Büyükada’nın En Güzel Tepesi’nde Bir Kadın


Naciye Hanım

Ülkemizde kentlerin geçirdiği hızlı değişim, kentsel bellek konusuna da yoğun bir ilginin oluşmasına neden oldu. Yaşadığımız semti, mahalleyi, evimizi, sevdiğimiz ağacı, sürekli gittiğimiz mekânları, tatları bir bir yitiriyoruz. Onları yitirdiğimizde duyduğumuz acı geçmişe özlem ya da güzellemeden öte kentle birlikte kendi belleğimizi yitirme endişesi galiba. Karşımıza tarihi yarım asrı aşkın bir lokanta, kahve, dükkân çıktığında içimiz ısınıyor, güvenebileceğimizi düşünüyoruz. Yarım asra bile “bellek” düşüncesiyle bakmamız da ironik. Bugün Büyükada’nın eşsiz bir “bellek” mekanına gideceğiz.

Ada’nın en yüksek yerinde, 220 metrede, dik bir yokuşu aştığınızda karşınıza önce hayranlıkla ziyaret edebileceğiniz Aya Yorgi Kilisesi çıkıyor, ardından da “iyi ki ter dökerek tırmanmışım” dedirten Yücetepe Kır Lokantası.

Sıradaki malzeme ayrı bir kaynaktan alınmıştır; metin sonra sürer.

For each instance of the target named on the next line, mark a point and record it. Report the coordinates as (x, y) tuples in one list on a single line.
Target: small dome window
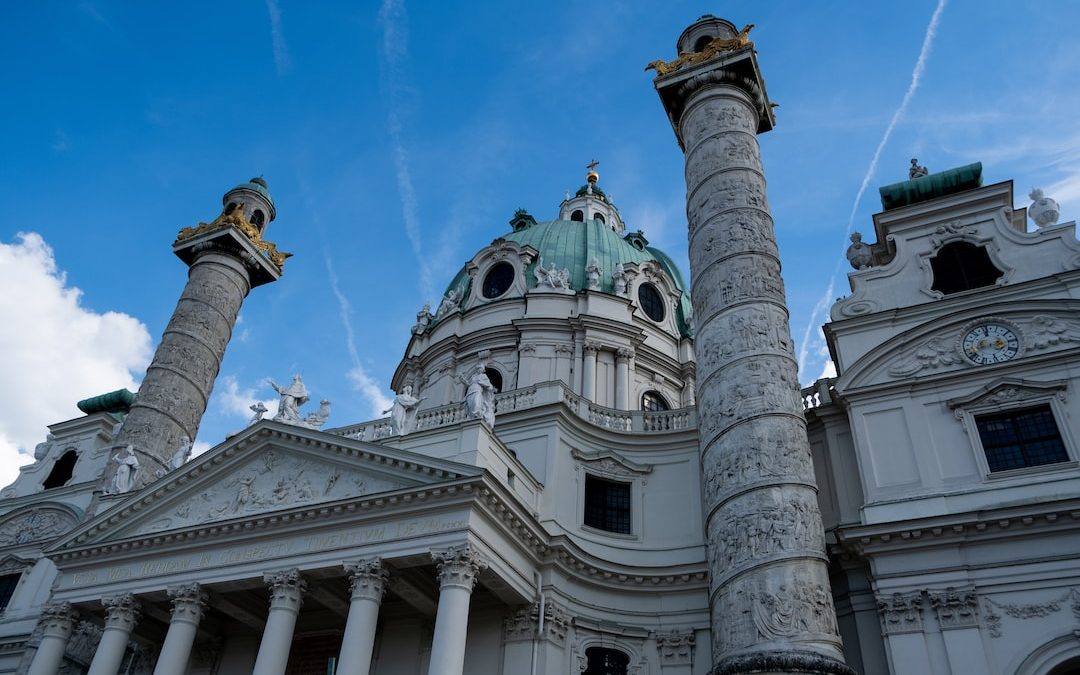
[(961, 266), (62, 471), (650, 301), (653, 402), (498, 280), (495, 377)]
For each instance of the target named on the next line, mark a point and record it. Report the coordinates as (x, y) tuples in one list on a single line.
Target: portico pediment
[(266, 469)]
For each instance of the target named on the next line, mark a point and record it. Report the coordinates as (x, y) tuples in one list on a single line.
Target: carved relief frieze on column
[(901, 612), (367, 579), (770, 598), (458, 566), (956, 608), (286, 589), (676, 647), (189, 602)]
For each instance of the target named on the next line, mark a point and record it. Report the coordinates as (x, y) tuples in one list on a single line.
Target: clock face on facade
[(989, 342)]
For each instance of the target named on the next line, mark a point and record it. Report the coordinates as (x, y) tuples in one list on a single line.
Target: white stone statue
[(423, 319), (403, 412), (551, 278), (480, 396), (126, 463), (1043, 211), (449, 304), (259, 408), (619, 280), (593, 275), (181, 454), (916, 171), (859, 254), (292, 397)]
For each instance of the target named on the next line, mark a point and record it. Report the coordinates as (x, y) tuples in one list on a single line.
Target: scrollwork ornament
[(367, 579), (458, 566)]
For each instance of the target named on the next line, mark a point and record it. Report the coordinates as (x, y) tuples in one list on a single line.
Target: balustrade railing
[(545, 393)]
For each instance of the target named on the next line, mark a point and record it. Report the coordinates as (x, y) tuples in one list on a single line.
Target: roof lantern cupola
[(591, 203), (254, 198)]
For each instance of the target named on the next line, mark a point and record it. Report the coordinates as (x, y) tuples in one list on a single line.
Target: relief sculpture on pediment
[(269, 483)]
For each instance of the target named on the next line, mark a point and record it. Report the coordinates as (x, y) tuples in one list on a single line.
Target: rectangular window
[(607, 504), (8, 583), (1020, 439)]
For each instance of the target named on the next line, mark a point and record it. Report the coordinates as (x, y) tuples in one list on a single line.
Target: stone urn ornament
[(1043, 211)]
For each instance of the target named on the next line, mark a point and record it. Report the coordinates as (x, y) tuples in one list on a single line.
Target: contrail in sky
[(281, 59), (821, 308), (394, 23)]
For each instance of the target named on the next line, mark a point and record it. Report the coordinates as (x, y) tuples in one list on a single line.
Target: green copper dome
[(572, 245), (257, 184)]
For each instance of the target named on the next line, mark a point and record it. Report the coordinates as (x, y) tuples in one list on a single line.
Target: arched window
[(62, 470), (604, 661), (495, 377), (961, 266), (498, 280), (651, 301), (653, 402)]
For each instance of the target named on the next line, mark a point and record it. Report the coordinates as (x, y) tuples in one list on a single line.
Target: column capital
[(901, 612), (458, 566), (957, 608), (189, 602), (121, 611), (286, 589), (57, 620), (367, 579)]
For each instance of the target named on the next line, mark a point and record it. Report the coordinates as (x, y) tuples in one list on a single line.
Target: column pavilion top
[(711, 51)]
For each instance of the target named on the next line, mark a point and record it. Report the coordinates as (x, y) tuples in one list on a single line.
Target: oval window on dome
[(650, 301), (498, 280)]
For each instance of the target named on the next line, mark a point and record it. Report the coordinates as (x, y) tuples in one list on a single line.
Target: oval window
[(498, 280), (650, 301)]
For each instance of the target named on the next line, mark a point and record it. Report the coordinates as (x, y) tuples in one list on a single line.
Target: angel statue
[(403, 412)]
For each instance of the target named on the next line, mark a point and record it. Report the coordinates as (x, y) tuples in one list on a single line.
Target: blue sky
[(399, 137)]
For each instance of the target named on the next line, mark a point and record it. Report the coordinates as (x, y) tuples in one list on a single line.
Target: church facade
[(592, 467)]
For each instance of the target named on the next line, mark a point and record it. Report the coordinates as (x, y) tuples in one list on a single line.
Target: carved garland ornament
[(237, 220)]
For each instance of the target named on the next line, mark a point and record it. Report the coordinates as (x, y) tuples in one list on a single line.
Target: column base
[(781, 663)]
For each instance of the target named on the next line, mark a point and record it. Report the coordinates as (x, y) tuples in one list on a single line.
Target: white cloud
[(55, 351)]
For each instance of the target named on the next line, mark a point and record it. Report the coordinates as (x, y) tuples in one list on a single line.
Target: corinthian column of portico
[(189, 602), (367, 580), (458, 568), (56, 622), (770, 597), (286, 595), (121, 613)]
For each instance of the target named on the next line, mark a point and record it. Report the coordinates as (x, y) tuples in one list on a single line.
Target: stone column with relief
[(121, 613), (367, 581), (770, 597), (458, 570), (286, 595), (189, 603), (56, 623), (227, 257)]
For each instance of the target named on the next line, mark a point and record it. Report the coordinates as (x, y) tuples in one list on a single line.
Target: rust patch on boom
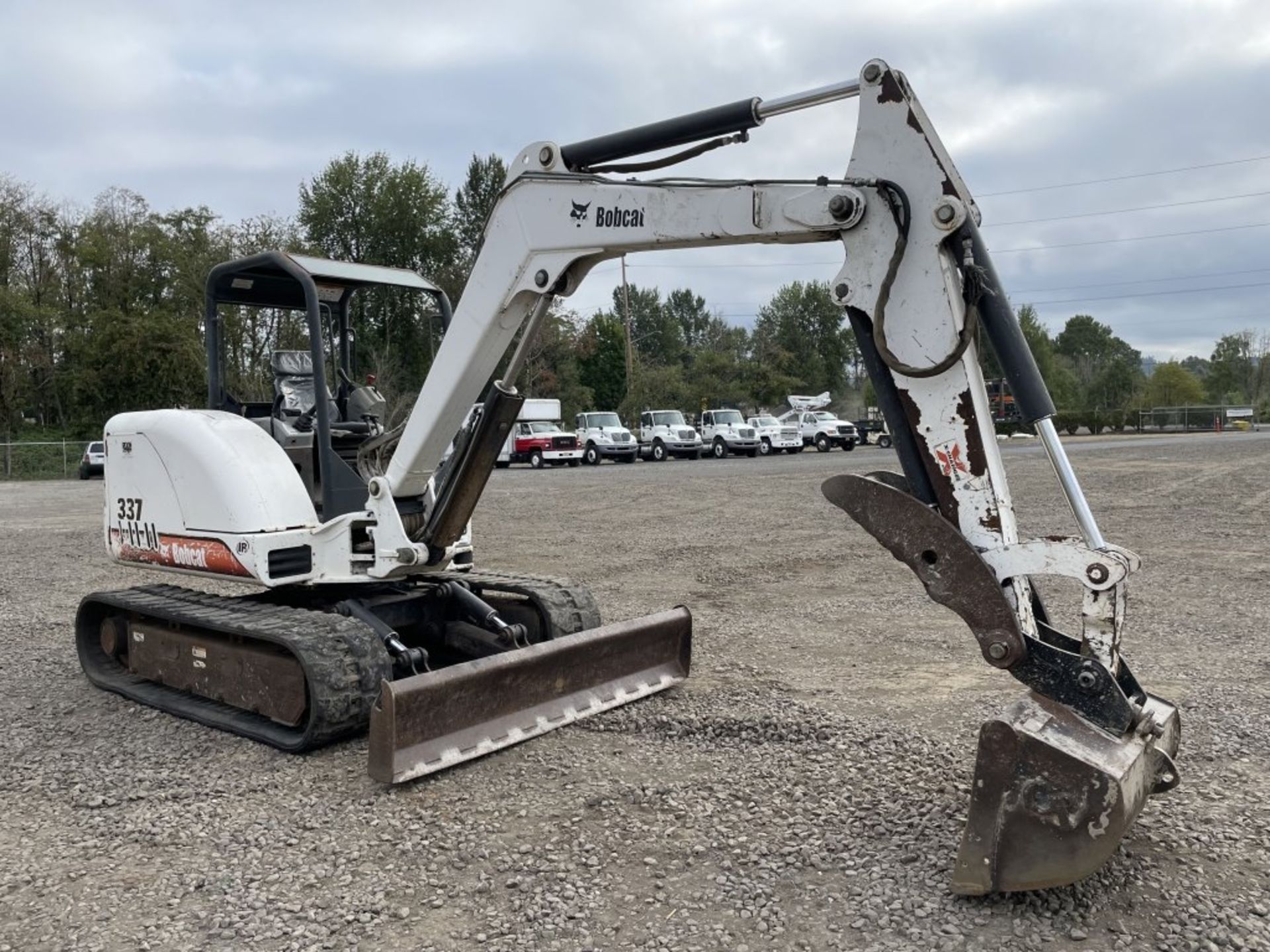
[(944, 495)]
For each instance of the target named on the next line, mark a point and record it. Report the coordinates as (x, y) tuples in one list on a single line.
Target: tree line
[(102, 311)]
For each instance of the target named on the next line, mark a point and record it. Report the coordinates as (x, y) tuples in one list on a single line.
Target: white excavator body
[(359, 530)]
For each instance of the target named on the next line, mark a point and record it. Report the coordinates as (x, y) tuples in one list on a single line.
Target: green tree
[(1105, 367), (474, 201), (656, 331), (799, 337), (1173, 385), (603, 361), (1232, 370), (370, 208)]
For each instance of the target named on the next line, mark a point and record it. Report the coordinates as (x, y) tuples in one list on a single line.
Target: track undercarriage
[(295, 673)]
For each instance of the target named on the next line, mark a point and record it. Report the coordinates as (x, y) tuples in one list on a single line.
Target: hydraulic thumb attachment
[(1064, 774)]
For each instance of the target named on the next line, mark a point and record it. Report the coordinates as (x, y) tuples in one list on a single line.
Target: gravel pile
[(804, 790)]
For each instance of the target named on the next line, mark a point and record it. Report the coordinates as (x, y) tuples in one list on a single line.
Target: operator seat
[(294, 386)]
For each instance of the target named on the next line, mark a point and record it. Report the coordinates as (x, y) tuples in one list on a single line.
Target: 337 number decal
[(128, 509)]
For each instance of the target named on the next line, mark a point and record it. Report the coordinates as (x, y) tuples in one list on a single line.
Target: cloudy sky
[(233, 104)]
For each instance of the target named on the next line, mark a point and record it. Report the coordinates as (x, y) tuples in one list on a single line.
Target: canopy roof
[(278, 278)]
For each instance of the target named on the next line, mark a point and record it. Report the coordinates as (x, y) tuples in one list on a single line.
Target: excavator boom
[(1061, 776), (371, 603)]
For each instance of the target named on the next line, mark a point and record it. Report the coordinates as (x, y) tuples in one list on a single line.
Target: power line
[(1133, 238), (1140, 281), (1126, 211), (1154, 294), (1123, 178)]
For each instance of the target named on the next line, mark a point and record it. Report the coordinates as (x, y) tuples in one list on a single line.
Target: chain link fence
[(52, 460)]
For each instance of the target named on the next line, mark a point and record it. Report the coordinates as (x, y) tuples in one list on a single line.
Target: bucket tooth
[(431, 721), (1053, 795)]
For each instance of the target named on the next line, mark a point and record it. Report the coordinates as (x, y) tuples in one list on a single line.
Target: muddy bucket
[(431, 721), (1053, 795)]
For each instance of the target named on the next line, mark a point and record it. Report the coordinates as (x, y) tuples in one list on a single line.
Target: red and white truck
[(538, 438)]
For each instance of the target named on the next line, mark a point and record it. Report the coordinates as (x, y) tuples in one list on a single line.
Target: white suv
[(665, 433), (774, 436), (727, 432), (603, 437)]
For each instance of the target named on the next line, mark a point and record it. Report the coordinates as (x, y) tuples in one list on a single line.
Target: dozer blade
[(1053, 795), (431, 721)]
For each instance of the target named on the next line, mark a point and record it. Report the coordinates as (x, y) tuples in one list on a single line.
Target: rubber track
[(343, 660)]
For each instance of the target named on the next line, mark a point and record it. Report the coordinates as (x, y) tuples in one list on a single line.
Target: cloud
[(233, 104)]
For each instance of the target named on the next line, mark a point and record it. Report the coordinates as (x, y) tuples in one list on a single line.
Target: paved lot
[(804, 790)]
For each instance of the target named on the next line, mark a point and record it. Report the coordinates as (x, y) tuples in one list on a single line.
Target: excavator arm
[(1064, 774)]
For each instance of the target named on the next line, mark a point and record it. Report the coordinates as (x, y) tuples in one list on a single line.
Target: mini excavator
[(372, 614)]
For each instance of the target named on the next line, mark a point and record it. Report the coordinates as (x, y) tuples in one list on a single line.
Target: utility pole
[(626, 317)]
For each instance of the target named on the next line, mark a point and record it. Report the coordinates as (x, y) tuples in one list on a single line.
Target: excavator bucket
[(1054, 791), (431, 721), (1054, 795)]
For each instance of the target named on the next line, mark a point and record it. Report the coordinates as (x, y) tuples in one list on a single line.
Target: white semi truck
[(727, 432), (603, 437), (665, 433)]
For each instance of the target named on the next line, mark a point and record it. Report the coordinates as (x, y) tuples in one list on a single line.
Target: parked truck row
[(539, 437)]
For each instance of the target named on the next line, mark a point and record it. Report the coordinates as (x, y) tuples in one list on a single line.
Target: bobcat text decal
[(206, 555), (619, 218)]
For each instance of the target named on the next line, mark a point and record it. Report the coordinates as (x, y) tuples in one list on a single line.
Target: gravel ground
[(804, 790)]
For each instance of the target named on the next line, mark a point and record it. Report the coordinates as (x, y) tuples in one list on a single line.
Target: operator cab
[(321, 429)]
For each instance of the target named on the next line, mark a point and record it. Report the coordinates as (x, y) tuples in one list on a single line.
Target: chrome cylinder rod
[(806, 100), (1071, 488)]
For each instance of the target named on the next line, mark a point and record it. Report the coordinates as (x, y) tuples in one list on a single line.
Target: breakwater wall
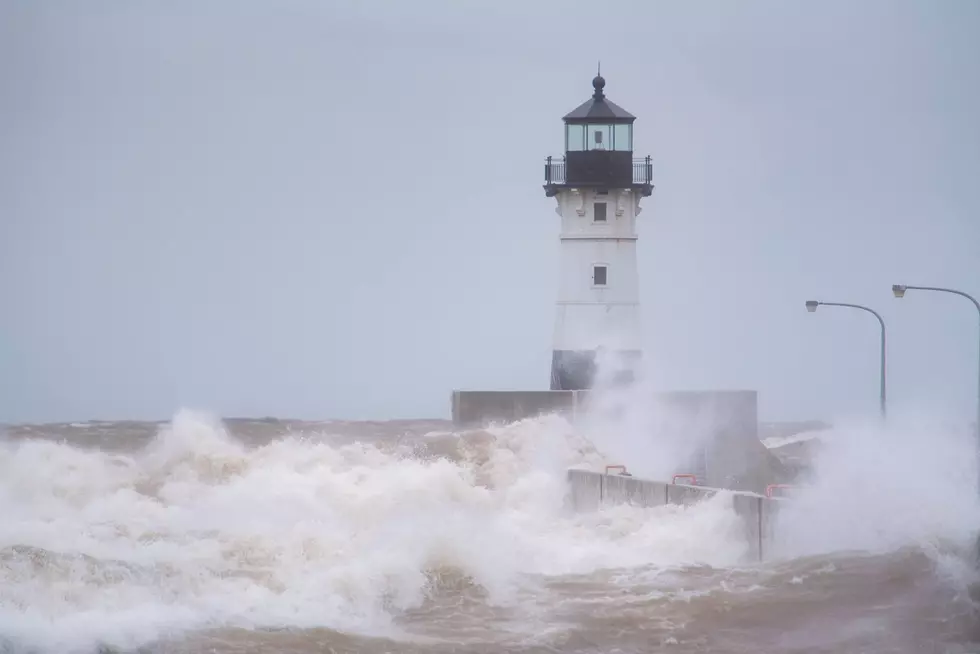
[(590, 491)]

Lokantanın bir asra yaklaşan geçmişi var ve her seferinde size, ufak tefek yenilenmelerin dışında aynı mekânı, aynı lezzeti, aynı manzarayı sunabiliyor. Aynı manzara derken başınızı şehir tarafına çevirmemek şart. Heybeli’ye doğru bakın o tarafta güneşi batırın, Sedef Adası yönüne geçin ayın doğmasını bekleyin, hele de dolunaysa. Biz bunu yapmayı çok seviyoruz.

Bu lokantanın olumsuz değişimlerden etkilenmemesinin ardında dimdik duran bir kadın var. 1992 yılından bu yana, aralıksız. Ama tabii bu tepeyle, bu mekanla tanışması iki yaşındayken 1961 yılında olmuş. Gelin hikâyeyi Naciye Kuru’dan dinleyelim:

“Babam İsmail Kulak Artvin’den çıkıyor; Artvinliler fırıncılıktan çok iyi anlar. Önce on yıl Zonguldak’ta fırıncılık yapıyor, sonra akrabalar aracılığıyla İstanbul’a Amerikan Koleji’ne geliyor ve orada çalışıyor, evleniyor. Ben iki yaşındayken adaya geliyoruz. Babam bu lokantayı işleten İstefo Kaptanaki ve eşi Marika’nın yanında çalışıyor. Her işlerine yardım ediyor. Ben de çocukken gelir İstefano ve Marika’nın çok yaşlı olmasına üzülür, yardım etmek isterdim. Börekleri sarardım, bulaşıkları yıkardım. Bir Pepsi içer parasını da mutlaka bırakırdım.”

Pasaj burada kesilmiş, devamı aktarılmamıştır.